Weddings now have cell phone policies, dance routines you must memorize, art directors, security guards.
As a team we could have pulled it off . . . but decided that it's not about the show, and it's not about our family and close friends who dream of witnessing the show; it's about us. So we had a small wedding where we only invited our immediate family members and made attendance optional. We wed at 6:00 a.m. to celebrate the sun rising on our new union, and by 8:00 a.m. we popped champagne and gave the attendees gift cards so that they could go out to breakfast, as we were headed to Italy to celebrate. Simple.
Weddings now have cell phone policies, dance routines you must memorize, art directors, security guards, and they make you get in those goofy 360-degree photo booths even if you don't want to. The fake wedding security guard says stuff like, "The bride and groom have requested your presence in the 360 photo booth and if you don't comply we may ask you to leave."

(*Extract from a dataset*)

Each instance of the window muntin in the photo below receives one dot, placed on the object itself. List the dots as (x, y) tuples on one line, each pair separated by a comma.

When I thought it couldn't get any worse, it got worse, because some wedding parties are now requiring dress codes for guests. Sure tell the people in the wedding party what to wear, but how are you going to impose on guests? One invitation we received said, "If you're not wearing all white, then please don't come." And I don't even have a white suit, like who has a white suit laying around? Do I look like a Colombian drug lord?
I don't even have a white suit, like who has a white suit laying around? Do I look like a Colombian drug lord?

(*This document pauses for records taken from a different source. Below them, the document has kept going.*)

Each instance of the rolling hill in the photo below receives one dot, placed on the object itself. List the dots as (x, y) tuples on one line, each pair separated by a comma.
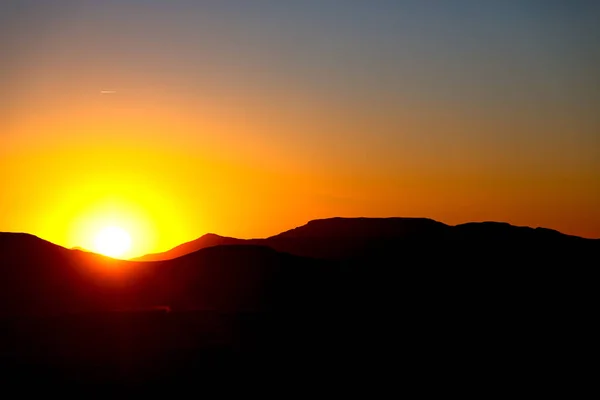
[(349, 295)]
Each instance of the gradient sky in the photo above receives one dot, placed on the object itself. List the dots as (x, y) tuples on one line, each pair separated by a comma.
[(245, 118)]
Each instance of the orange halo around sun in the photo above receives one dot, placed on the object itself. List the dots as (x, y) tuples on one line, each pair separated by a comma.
[(112, 241)]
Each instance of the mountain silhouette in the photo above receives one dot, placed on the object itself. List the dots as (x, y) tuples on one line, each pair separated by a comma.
[(344, 294), (348, 238), (208, 240)]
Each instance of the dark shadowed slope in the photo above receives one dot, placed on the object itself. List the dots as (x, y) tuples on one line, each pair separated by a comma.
[(208, 240), (349, 238), (40, 278), (478, 294)]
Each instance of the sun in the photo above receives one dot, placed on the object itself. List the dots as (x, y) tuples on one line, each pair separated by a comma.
[(112, 241)]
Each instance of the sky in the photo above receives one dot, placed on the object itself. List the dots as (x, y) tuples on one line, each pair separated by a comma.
[(245, 118)]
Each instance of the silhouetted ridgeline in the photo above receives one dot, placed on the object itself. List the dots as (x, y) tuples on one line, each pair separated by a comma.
[(350, 293)]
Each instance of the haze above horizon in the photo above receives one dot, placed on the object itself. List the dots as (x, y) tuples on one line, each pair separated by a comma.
[(172, 119)]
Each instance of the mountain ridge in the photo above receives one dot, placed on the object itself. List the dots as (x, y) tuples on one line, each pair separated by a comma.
[(410, 228)]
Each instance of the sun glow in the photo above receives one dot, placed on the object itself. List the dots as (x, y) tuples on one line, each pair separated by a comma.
[(112, 241)]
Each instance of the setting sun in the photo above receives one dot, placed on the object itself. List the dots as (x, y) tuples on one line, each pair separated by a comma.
[(112, 241)]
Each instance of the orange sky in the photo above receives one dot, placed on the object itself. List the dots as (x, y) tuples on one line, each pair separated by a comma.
[(244, 133)]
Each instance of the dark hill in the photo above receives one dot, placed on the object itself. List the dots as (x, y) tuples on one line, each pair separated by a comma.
[(410, 291), (351, 238)]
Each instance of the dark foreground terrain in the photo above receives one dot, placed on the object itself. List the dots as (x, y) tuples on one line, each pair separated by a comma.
[(346, 304)]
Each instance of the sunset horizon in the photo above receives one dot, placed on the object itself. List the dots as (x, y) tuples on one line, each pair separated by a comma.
[(296, 195)]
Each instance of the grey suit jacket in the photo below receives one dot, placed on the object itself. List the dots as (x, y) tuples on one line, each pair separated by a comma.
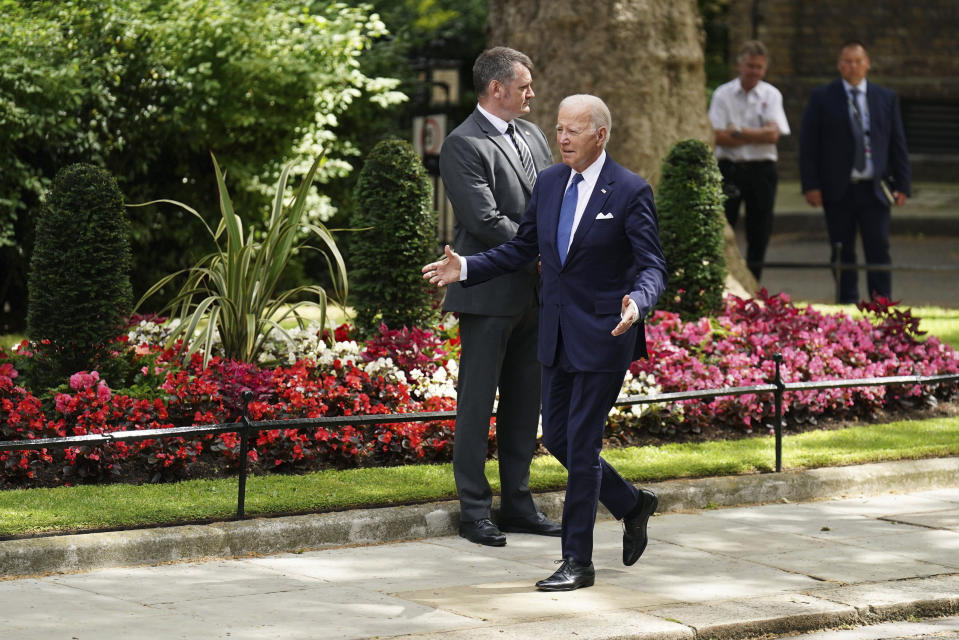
[(489, 191)]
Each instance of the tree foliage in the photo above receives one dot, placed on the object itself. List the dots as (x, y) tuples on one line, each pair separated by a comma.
[(79, 276), (395, 213), (691, 225), (146, 89)]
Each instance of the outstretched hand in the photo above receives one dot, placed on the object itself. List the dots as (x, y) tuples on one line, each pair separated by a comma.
[(630, 315), (445, 271)]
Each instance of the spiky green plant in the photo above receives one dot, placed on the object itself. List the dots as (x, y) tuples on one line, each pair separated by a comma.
[(233, 291)]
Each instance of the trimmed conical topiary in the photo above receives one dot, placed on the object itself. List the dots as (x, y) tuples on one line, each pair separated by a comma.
[(79, 283), (691, 225), (394, 200)]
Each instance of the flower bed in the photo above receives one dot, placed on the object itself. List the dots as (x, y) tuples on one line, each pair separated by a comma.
[(404, 371)]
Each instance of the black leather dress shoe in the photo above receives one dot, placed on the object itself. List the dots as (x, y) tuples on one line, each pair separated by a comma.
[(538, 524), (482, 532), (572, 574), (634, 527)]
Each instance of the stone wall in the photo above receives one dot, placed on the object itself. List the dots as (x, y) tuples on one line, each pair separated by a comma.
[(912, 46)]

Since we have been married, we strangely have been added to some type of list of people to invite to weddings. It feels like a wedding invitation comes in every day, like more than bills. While my wife seems to enjoy them, as she rips open the save the date invitations – and quickly RSVPs to every person that invites us to their nuptials, even if they're a stranger – deep down inside I know she doesn't. She can't. My wife has to hate weddings for the reasons that all of us hate weddings.

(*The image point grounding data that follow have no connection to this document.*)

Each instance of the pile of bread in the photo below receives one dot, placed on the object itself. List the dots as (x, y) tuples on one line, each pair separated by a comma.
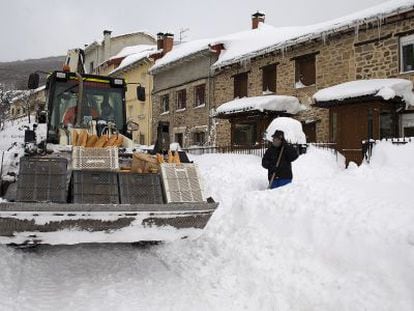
[(84, 139)]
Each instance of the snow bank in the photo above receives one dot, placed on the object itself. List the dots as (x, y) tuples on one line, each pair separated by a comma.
[(334, 239), (291, 127), (384, 88), (282, 103)]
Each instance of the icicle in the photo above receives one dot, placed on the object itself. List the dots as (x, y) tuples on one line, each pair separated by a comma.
[(323, 35), (357, 31), (380, 21)]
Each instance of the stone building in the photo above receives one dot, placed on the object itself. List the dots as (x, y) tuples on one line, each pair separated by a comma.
[(297, 62), (315, 57), (183, 93), (134, 63)]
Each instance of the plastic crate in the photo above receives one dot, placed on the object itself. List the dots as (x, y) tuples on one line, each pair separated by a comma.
[(95, 187), (181, 183), (42, 180), (140, 188), (95, 158)]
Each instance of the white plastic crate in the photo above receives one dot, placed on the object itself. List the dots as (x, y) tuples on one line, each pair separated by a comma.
[(181, 183), (95, 158)]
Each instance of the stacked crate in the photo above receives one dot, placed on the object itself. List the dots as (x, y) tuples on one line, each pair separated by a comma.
[(95, 187), (42, 180), (140, 188), (181, 183)]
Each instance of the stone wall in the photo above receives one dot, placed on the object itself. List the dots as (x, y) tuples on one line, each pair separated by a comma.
[(372, 52), (193, 119)]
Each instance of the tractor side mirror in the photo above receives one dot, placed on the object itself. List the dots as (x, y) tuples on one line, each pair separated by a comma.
[(33, 82), (141, 93)]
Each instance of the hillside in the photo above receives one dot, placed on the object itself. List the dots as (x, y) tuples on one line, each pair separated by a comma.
[(14, 75)]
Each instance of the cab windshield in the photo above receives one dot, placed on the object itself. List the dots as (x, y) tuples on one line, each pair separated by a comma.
[(100, 102)]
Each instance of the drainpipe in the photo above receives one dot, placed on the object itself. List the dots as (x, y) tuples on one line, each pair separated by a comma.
[(208, 97), (80, 98)]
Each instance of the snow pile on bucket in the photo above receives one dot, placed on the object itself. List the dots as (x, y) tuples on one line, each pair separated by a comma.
[(334, 239)]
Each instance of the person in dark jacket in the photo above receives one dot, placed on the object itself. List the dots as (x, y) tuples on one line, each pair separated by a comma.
[(279, 175)]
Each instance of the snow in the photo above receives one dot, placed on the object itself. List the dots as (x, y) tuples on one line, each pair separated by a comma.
[(265, 39), (292, 129), (181, 51), (137, 53), (384, 88), (244, 45), (334, 239), (282, 103)]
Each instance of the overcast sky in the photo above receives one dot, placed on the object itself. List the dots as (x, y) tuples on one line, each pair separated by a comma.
[(39, 28)]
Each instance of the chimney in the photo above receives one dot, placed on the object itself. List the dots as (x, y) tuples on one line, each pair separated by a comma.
[(168, 42), (257, 18), (107, 44), (160, 40)]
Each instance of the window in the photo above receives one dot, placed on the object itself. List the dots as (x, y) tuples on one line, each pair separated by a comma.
[(181, 99), (386, 124), (407, 124), (240, 85), (334, 126), (269, 78), (179, 138), (165, 103), (141, 139), (200, 93), (245, 134), (305, 71), (407, 53), (199, 138)]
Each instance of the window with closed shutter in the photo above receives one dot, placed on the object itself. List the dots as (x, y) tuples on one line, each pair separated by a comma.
[(181, 99), (305, 71), (240, 85), (269, 78), (407, 53), (200, 95), (165, 103)]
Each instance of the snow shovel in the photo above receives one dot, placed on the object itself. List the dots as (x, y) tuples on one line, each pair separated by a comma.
[(277, 165)]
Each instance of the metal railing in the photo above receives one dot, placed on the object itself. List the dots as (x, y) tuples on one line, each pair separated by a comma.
[(368, 145), (258, 149)]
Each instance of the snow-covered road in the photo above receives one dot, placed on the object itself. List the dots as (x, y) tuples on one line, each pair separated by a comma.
[(333, 240)]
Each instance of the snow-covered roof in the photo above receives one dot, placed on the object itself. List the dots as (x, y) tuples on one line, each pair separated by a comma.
[(291, 128), (134, 57), (266, 38), (100, 41), (181, 51), (384, 88), (282, 103), (129, 50)]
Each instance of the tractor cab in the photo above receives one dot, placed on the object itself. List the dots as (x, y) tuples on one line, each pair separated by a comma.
[(83, 101)]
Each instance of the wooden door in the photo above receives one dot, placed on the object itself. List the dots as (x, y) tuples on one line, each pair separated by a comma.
[(352, 123), (310, 132)]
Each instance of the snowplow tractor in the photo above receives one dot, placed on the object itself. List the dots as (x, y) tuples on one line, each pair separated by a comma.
[(86, 181)]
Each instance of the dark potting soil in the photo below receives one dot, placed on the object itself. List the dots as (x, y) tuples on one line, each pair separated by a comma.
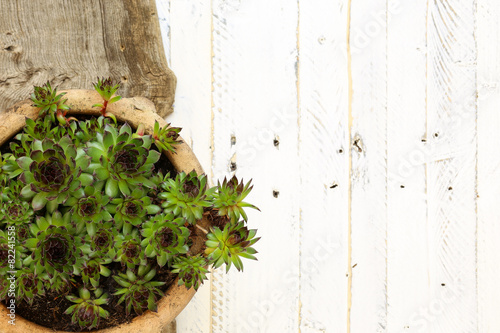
[(49, 310)]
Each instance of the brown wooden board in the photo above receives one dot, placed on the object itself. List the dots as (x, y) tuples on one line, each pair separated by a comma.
[(71, 42)]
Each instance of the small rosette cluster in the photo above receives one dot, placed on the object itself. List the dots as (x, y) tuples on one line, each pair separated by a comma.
[(93, 213)]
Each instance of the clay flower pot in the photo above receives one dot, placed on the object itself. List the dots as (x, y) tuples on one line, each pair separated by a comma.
[(135, 111)]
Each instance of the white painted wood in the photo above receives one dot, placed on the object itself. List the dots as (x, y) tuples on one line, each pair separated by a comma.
[(324, 165), (187, 28), (451, 181), (369, 166), (255, 100), (488, 171), (407, 152), (264, 70)]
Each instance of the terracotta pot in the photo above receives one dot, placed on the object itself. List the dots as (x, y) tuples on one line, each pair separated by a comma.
[(134, 110)]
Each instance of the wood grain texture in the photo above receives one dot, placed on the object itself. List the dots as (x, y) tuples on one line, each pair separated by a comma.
[(488, 171), (190, 58), (451, 182), (407, 152), (413, 124), (70, 43), (254, 102), (324, 165), (369, 166)]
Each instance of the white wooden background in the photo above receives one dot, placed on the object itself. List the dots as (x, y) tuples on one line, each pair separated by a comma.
[(371, 131)]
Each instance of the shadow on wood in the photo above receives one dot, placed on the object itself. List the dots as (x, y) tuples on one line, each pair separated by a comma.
[(70, 43)]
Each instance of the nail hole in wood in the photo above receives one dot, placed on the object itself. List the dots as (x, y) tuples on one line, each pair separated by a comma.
[(358, 143)]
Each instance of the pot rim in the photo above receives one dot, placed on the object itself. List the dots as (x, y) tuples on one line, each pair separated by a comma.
[(135, 110)]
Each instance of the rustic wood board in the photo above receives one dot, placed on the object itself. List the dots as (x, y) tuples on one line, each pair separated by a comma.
[(70, 43)]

The parking is always terrible, and as a man I am expected to wear a jacket, even though many weddings take place in the summer, which means I'm going to burn up on the walk from a terrible parking spot to the venue. The food is normally dried chicken or overcooked salmon or overcooked beef that always sucks. And maybe the food is good or was good at some point but I would never know because strangely we're always at the table that gets served last. Never have I ever got the opportunity to sit at table two or three, the lucky people who get their disgusting meals directly after the wedding party. The line for alcohol is also always too long, and the conversations that go down between the strangers they seat you with are always super awkward. But there is an easy fix.
Stop inviting all of your friends to weddings, or you can invite them but don't get upset if they don't want to play by your extremely difficult wedding rules because even though we love you, we shouldn't have to prove that love by being tortured on your special day.
Also 50% of marriages end in divorce, so there's that.